Ken Adelman’s masterpiece, running to a quite manageable 375 pages including notes and a bibliography, uses the October 1986 meeting in Reykjavik, Iceland, between U.S. President Ronald Reagan and the Secretary-General of the Communist Party of the Soviet Union Mikhail Gorbachev as the springboard to prove his thesis that it was indeed the catalyst for ending the 40-year Cold War.
Adelman was able to write what resembles a “You Were There” storyline because his is the viewpoint of someone who was actually there. The reader rides the rollercoaster of the emotional ups and downs that were experienced during negotiations with the Russians by the team that accompanied Reagan as well as the president himself. Yet owing to the hours-long face-offs between the two heads-of-state and between U.S. and Russia team members, the weekend that was initially touted to be a failure would later turn out to be a monumental victory, not only in the area of arms control, the author’s sphere of expertise, but also in the freeing of millions from the tyranny of Communism.
The author takes a break from describing the political drama being played out at Hofdi House to report the role of the international press in promoting Gorbachev’s wife, Raisa, as she traveled about the city of Reykjavik. Of course, even in the absence of her counterpart, Nancy Reagan, the press created a mini-crisis by printing Raisa’s suggestion that Nancy had not come because she was not well. This necessitated a response from afar that she, Nancy, was quite well. Adelman offers as an excuse the lack of news coming from the arms discussions for the press turning for its news gathering assignments to Raisa and other peripheral matters.
Amid the tension brought about by the lack of progress at the negotiating table, Adelman interjects humor into his narrative at appropriate intervals. One such humorous interlude (at least from this reader’s perspective) he shares involves team members, including the author, gathering for a planning session in a secure room within the U.S. Embassy known as the “bubble.” According to his account, the room was barely large enough to contain their handful, when Reagan appeared. Being obvious that he intended to stay, Adelman dutifully offered his chair, then took a seat on the floor next to the “presidential knees.”
But Adelman’s book is much more than an in-depth description along with his analysis/interpretation of the events of that weekend; rather, it is a tribute to Ronald Reagan – his fortitude, tenacity, and dedication to the goal of winning the freedom of the millions under the oppressive yoke of Communism, an ‘evil’ system he desired to send to the ‘ash heap of history.’

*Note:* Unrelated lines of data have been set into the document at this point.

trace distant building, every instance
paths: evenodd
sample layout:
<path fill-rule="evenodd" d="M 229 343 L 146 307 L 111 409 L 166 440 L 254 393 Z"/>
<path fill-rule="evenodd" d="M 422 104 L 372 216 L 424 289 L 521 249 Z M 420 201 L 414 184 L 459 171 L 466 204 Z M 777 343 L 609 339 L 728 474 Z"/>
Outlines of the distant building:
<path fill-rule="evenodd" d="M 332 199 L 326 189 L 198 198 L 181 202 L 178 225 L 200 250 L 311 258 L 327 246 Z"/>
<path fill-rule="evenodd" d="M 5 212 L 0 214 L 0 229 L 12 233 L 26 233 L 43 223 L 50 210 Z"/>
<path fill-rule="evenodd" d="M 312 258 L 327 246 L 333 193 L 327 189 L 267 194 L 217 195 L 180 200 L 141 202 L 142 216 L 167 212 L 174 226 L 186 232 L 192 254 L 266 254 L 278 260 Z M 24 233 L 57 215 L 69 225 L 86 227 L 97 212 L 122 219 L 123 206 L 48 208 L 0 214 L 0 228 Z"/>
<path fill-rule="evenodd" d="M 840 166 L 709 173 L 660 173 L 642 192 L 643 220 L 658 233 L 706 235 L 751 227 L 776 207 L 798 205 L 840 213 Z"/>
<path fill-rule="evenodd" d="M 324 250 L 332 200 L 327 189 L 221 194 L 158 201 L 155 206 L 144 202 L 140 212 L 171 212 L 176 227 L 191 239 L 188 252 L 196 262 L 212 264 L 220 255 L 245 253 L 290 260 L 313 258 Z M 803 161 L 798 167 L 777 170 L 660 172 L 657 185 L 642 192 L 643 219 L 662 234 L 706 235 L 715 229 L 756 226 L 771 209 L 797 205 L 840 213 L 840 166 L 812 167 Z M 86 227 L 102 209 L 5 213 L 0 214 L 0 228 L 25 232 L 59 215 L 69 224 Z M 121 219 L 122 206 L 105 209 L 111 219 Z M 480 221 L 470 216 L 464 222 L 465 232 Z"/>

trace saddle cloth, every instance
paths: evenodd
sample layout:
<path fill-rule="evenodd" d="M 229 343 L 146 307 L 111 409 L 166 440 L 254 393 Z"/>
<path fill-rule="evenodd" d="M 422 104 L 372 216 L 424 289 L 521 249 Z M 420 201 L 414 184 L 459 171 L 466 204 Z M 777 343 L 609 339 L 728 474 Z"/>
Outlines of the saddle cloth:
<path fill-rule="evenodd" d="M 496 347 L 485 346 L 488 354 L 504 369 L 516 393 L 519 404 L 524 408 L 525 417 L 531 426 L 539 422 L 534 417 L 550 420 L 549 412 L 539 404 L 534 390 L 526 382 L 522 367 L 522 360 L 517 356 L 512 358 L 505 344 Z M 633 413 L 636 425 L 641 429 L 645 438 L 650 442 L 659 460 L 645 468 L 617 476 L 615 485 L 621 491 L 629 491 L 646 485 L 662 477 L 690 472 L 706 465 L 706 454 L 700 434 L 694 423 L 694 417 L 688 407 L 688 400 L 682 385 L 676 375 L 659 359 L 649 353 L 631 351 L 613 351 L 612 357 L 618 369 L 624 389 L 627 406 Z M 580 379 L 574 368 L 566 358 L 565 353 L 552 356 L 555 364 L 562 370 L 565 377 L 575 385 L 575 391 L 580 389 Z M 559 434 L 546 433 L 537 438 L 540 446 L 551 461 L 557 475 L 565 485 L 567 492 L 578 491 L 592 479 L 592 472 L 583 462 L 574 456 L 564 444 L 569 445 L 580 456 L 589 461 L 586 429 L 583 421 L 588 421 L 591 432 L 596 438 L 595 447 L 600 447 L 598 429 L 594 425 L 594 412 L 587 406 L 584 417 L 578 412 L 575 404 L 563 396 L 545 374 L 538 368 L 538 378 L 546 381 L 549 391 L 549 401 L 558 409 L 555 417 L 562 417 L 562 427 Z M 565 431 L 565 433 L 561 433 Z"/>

To this end, the author recounts Reagan’s famous challenge to Gorbachev in June 1987 at the Brandenburger Tor in Berlin, then-West Germany, to “tear down this wall” as well as the eventual outcome of this and the nine months earlier meeting – later to be recognized for the summit that it was – in Reykjavik, when in November 1989 the wall dividing the oppressed from the free, fell.
There were those such as Strobe Talbott and even the U.S. ambassdor in Moscow at the time, Jack Matlock, who, the author informs us, did not accept that the policy issues discussed, at times in a confrontational manner, and the relationships formed at Reykjavik had any bearing on the collapse of the Soviet Union. However, it seems to this writer that approaching objectively the timeline from early October 1986 to early November 1989, with early June 1987 serving as the intermediate influence, should lead to the obvious conclusion that Reagan’s holding firm on the SDI program at Reykjavik and calling on Gorbachev to “tear down this wall” in Berlin were primary factors leading to the fall of the “evil empire.”
Ken Adelman is a gifted, entertaining writer, who is to be commended for accepting the challenge to author a book worthy of its subject, our 40th President.